Depuis l'an 2000, ce navire école accueille à son bord des «aventuriers de toutes les catégories», de tous les âges et de tous les pays.
«Un équipage international, c'est toujours bien. Lors d'une étape, nous avons eu à bord des représentants de dix pays, de dix nationalités, ce qui est très bien», poursuit le capitaine.
Parlant de la France, Vladimir Martus souligne la chaleur avec laquelle le navire russe est accueilli dans les ports du pays:
«Les Français ont un amour génétique pour la marine, c'est pourquoi ils nous accueillent avec un grand enthousiasme et très chaleureusement. Ils ont leur propre navire similaire, l'Hermione, qu'ils ont construit pendant 17 ans et dont ils sont très fiers. Nous sommes frères et amis avec le capitaine et l'équipage de l'Hermione. Un de mes élèves y travaille maintenant comme bosco et un autre comme matelot»
Il est à noter que c'est au port de La Rochelle que le navire restera pour l'hivernage pendant lequel l'équipage et des bénévoles, qui sont toujours les bienvenus à bord, prépareront le navire pour les cinq prochains mois de navigation. Selon l'itinéraire déjà établi, le navire partira le 8 mars de La Rochelle pour le port espagnol de Santander, puis vers Cadix, Gibraltar et Malaga. Ensuite, le navire retournera en Atlantique pour participer à la Semaine du Golfe du Morbihan et a l'Armada de Rouen, d'où il partira vers la mer du Nord pour terminer son périple de 2019 au port danois d'Aarhus.
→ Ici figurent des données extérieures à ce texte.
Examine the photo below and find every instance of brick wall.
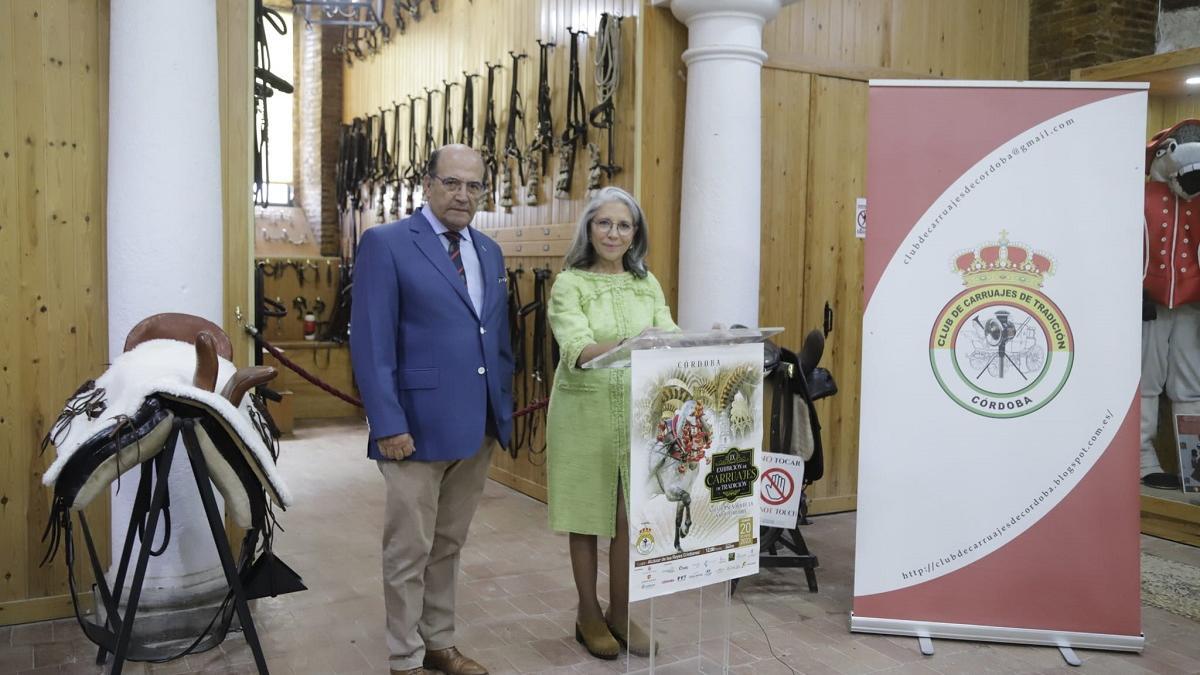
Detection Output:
[1030,0,1158,80]
[294,24,342,256]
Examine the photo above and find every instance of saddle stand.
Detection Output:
[758,495,820,593]
[71,406,268,675]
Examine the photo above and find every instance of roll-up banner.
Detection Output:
[851,80,1146,651]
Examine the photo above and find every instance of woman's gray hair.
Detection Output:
[563,186,649,279]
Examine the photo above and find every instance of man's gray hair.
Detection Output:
[563,186,649,279]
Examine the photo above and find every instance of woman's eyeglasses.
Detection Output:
[592,219,634,237]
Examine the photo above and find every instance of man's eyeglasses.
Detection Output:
[430,174,487,199]
[592,219,634,237]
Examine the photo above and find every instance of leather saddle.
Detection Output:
[763,329,838,483]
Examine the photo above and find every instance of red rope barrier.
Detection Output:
[252,334,550,419]
[254,335,362,407]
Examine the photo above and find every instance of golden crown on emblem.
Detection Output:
[953,229,1055,288]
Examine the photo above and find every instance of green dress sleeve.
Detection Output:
[547,273,595,370]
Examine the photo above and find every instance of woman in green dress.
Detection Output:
[546,187,678,658]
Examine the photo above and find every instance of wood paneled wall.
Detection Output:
[1146,94,1200,135]
[216,2,254,366]
[342,0,640,229]
[760,0,1028,513]
[763,0,1030,79]
[0,0,252,625]
[0,0,109,625]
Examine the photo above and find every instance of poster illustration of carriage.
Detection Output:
[629,344,763,601]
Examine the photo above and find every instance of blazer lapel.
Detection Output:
[409,211,475,313]
[470,227,489,318]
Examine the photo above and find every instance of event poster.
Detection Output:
[629,344,763,601]
[851,80,1146,650]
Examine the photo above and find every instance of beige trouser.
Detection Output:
[1140,303,1200,476]
[377,437,496,670]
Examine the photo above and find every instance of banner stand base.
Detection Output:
[850,611,1146,653]
[1058,646,1084,667]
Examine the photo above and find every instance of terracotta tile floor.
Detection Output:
[7,420,1200,675]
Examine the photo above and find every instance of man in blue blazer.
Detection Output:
[350,145,512,675]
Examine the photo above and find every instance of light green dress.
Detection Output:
[546,269,678,538]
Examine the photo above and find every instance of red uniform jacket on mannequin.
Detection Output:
[1142,181,1200,309]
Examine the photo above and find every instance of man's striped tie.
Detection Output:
[442,229,467,286]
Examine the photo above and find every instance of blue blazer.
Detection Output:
[350,211,512,461]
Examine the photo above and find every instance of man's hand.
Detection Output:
[376,434,416,460]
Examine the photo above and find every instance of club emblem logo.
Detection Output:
[929,231,1075,418]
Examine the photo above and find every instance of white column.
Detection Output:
[108,0,229,619]
[658,0,788,329]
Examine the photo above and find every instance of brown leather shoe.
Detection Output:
[425,647,487,675]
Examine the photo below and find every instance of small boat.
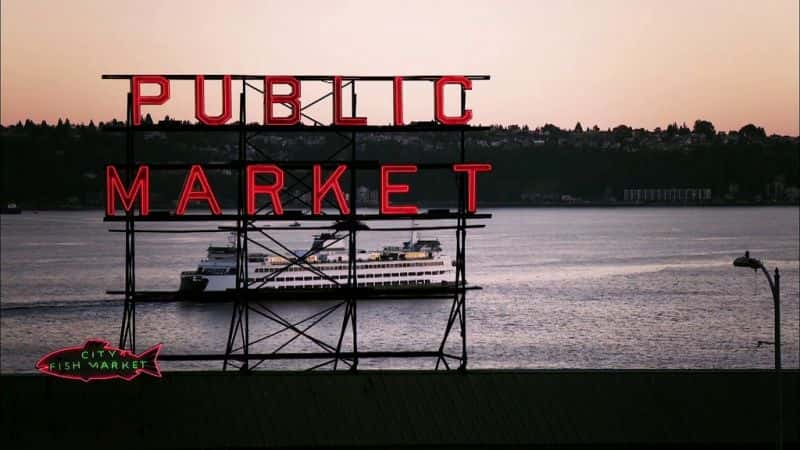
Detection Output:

Traduite littéralement du russe, la devise du navire stipule «les rêves sont beaux quand ils se réalisent». Ces mots reflètent parfaitement les sentiments de ceux qui arrivent à bord de ce bâtiment pour se plonger dans l'ambiance de l'époque, où les grands aventuriers traversaient les mers et les océans en quête de terres inconnues et où les pirates cherchaient leurs proies sous une tête de mort.
«Ce qui différencie le Shtandart de la plupart des navires, c'est qu'il est beaucoup plus proche des XVIIe et XVIIIe siècles. C'est un navire en bois avec de vrais cordes et voiles. Ici, vous ne trouverez pas de winch. Tous les mécanismes contemporains sont cachés de façon à ce que vous ne les voyiez pas. Ici, l'équipage dort dans des hamacs, fait un vrai travail et s'occupe de toutes les choses que demande le quotidien sur le navire».
Néanmoins, malgré toutes ces obligations, il reste toujours une place pour la romance maritime, dont un exemple nous a été raconté par le capitaine à la fin de l'interview.
«Nous sommes partis dans l'Atlantique depuis Bordeaux. Il y avait un océan complètement refléchissant, pas de vent. Un brouillard si épais que même le mât avant était invisible. Le plancton rayonnait de mille feux et lorsqu'une meute de dauphins s'est approchée de nous, c'était une sensation indescriptible car ces dauphins brillaient de mille feux avec toutes leurs nageoires. Lorsqu'ils passaient près du navire, ils laissaient derrière eux de belles traces lumineuses. Et dans ce brouillard, des colonnes de lumière brillaient au-dessus des animaux, les rendant semblables à des fantômes. Aucun mot ne peut décrire ce spectacle», a conclu le capitaine.